Johnson challenged “black traders” in particular to offer their pro bono services in the areas of HVAC, plumbing and electrical work. FDMG “can be ready in three weeks.”

There is a problem, Johnson said: “I haven’t met any black people willing to give of their time… so we have to raise enough money to pay the market rate for these repairs.

He estimated he needed around $ 300,000 in additional funding for the job.

“If we had black people willing to volunteer their time, the school would be up and running in 3 weeks,” repeated Johnson, who said this type of problem is unique to blacks and called it “one of the the psychological residues of slavery.

“If I were Mexican, school would be over,” Johnson said. “It’s only because it’s us,” he added, referring collectively to black people, “that we don’t take something like this (education) as serious.”

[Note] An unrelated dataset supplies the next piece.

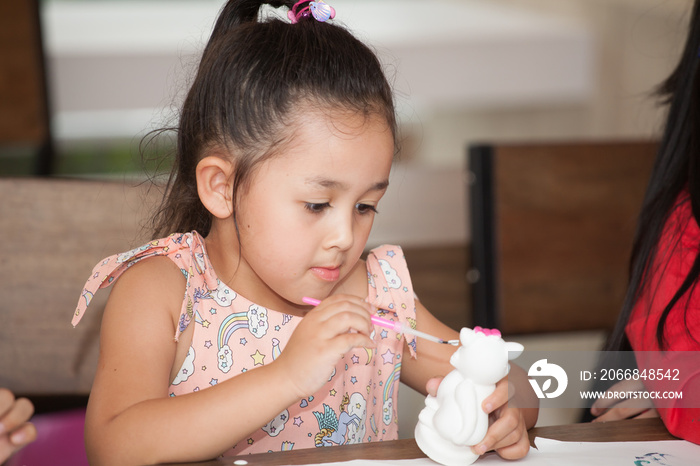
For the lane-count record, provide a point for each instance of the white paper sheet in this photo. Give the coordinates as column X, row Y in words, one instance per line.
column 556, row 453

When asked if it was really just a black thing, Johnson didn’t shy away from that argument.

“It’s not that black people don’t support other black people. We’re not used to being responsible for building our own institutions, ”Johnson explained before giving an example:“If I opened a nightclub, a basketball league, I would have the support. “

Johnson said he can’t reconcile this with the fact that black consumers spend $ 2 trillion a year.

He cited “slavery” as the main factor which he said stripped black people of a “natural desire. wanting to control their environment and their destiny. Quoting “ethnic nationals” who come to America, Johnson said that “the first thing they do is find out where are we going to build our first community.

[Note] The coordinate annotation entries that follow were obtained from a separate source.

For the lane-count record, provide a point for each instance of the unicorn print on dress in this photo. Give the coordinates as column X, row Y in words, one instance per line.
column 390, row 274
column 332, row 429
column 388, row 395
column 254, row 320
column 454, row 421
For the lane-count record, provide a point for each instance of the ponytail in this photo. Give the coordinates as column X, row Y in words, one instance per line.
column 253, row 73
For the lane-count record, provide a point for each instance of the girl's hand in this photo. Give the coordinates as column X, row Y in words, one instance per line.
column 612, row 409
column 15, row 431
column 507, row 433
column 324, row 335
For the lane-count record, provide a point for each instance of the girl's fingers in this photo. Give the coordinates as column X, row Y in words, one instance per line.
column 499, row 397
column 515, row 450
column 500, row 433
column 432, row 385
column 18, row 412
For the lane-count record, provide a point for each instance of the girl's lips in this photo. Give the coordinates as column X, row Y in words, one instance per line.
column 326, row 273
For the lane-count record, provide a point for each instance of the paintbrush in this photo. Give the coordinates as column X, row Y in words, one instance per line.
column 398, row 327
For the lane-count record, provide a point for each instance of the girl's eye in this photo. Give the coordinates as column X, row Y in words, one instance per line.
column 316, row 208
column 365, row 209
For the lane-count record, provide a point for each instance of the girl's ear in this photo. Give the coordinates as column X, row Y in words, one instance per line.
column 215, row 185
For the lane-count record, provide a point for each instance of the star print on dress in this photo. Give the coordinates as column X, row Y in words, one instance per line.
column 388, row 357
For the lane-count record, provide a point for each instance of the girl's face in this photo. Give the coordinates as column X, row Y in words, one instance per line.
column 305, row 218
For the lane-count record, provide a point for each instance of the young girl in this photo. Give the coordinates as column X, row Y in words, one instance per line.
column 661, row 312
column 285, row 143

Blacks, on the other hand, don’t do that, he said.

“Our overall focus on life is different from other groups because of slavery,” Johnson added.

Johnson also specifically called black consumers when asked about his school last year.

During a live Instagram session, Johnson was in disbelief as to how he said black people spend $ 19 million a year, especially Quaker Oats. This prompted Johnson to ask his supporters, “can I have your money for a year?” »Give me your money for a year and I will build 10 schools across this country. “

He continued, “I don’t want your Louis bag money, I don’t want your Mercedes money, I don’t want your weave, perm, haircut, Air Jordan, Timberland money – give me your grains! ” He implored before getting to the heart of the matter, “We spent $ 19 million on oatmeal and I don’t have enough money to renovate the Garvey building.

It seems that a year later, the school is still in need of these same renovations.

There have been reports that Johnson has accepted (read: not stolen) hundreds of thousands of dollars (other rumors say up to $ 1 million) in donations for building FDMG that he did not have apparently never intended to build. For the record, he insisted otherwise, as shown by the epic episode of NewsOne Now with Roland Martin in 2017.

Black Enterprise reported in 2014 that Johnson launched an initiative to fund an all-black boys‘ school. At the time, Johnson said he was playing to raise $ 5 million to buy “St. Paul’s College, an HBCU in Lawrenceville, Virginia, and convert it into a boarding school for young African American boys.

Five years later, Johnson announced in a video that he had finally raised the funds to buy a property in Wilmington, Delaware, to house the FCMG Academy.

Johnson’s latest pitch to his supporters might not end with a donation, but stats show it was worth it. Yes, black people account for about $ 2 trillion in annual spending, but it’s not just selfish consumerism on the part of the black dollar. A 2012 study found that African Americans donate a greater share of their income to charity than any other group in the country.

Watch Johnson’s full interview with the Breakfast Club below.